MINNEAPOLIS (WCCO) — It has been more than three weeks since category-5 Hurricane Maria ripped through the Caribbean Sea.
The United Nations says the island of Dominica sustained a daunting amount of damage.
Tonya Whitfield’s trip to help fisherman in the village of Castle Bruce turned into a quest to live after Hurricane Maria was forecasted to hit the east Caribbean island.
“The house that I was in is right off the coast,” Whitfield said. “We put our food together, we created our safe room and then by 7 p.m. that storm entered Castle Bruce.”
She and five others sat in a small room and listened as the eye of Maria sat over the Island for hours.
“There is water coming from the ceiling and the floor, and the house is concrete, but it’s swaying,” Whitfield said. “So at this point we’re not really knowing what’s going to happen.”
Whitfield and her island family survived the storm but they saw what didn’t survive when they opened the door.

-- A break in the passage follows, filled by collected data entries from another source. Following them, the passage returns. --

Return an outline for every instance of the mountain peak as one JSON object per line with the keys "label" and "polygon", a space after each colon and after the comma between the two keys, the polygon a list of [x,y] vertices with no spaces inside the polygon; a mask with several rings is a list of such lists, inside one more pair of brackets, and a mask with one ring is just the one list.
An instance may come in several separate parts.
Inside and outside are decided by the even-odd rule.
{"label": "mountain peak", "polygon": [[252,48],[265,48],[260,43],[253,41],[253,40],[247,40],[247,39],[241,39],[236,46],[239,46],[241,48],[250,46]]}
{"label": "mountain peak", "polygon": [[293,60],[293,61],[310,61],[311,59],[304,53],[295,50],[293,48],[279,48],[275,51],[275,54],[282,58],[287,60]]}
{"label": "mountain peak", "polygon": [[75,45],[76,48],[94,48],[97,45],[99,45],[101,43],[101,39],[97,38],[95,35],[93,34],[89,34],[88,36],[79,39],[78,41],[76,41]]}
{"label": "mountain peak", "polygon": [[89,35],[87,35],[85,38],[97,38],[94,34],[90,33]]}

“I looked out and all the vegetation was gone. Everything that you could image that was a structure was gone,” Whitfield said. “Anything that was made of timber was gone.”
No food for days, Whitfield lost 20 pounds, but she never stopped helping others.
“People who lost way more than me. They lost their homes,” Whitfield said. “We were bathing in the river, we were trying to get water anywhere we could.”
After 10 days of no contact with family, Whitfield was eventually evacuated to the Barbados and returned home to Minneapolis last week.
But her heart never left Castle Bruce.
“I had to leave the people that I love and care about over there, I had to leave the project that I’ve been dedicating my life for the past five years,” Whitfield said. “I just felt like I needed to do something. Not only that, but the thoughts keep coming through my head. There’s no food.”
Whitfield’s volunteer efforts helped get four boats for the fishing village of Castle Bruce.
One was not destroyed, and is being used to shuttle doctors and medicine to people in need. But what is needed is more food.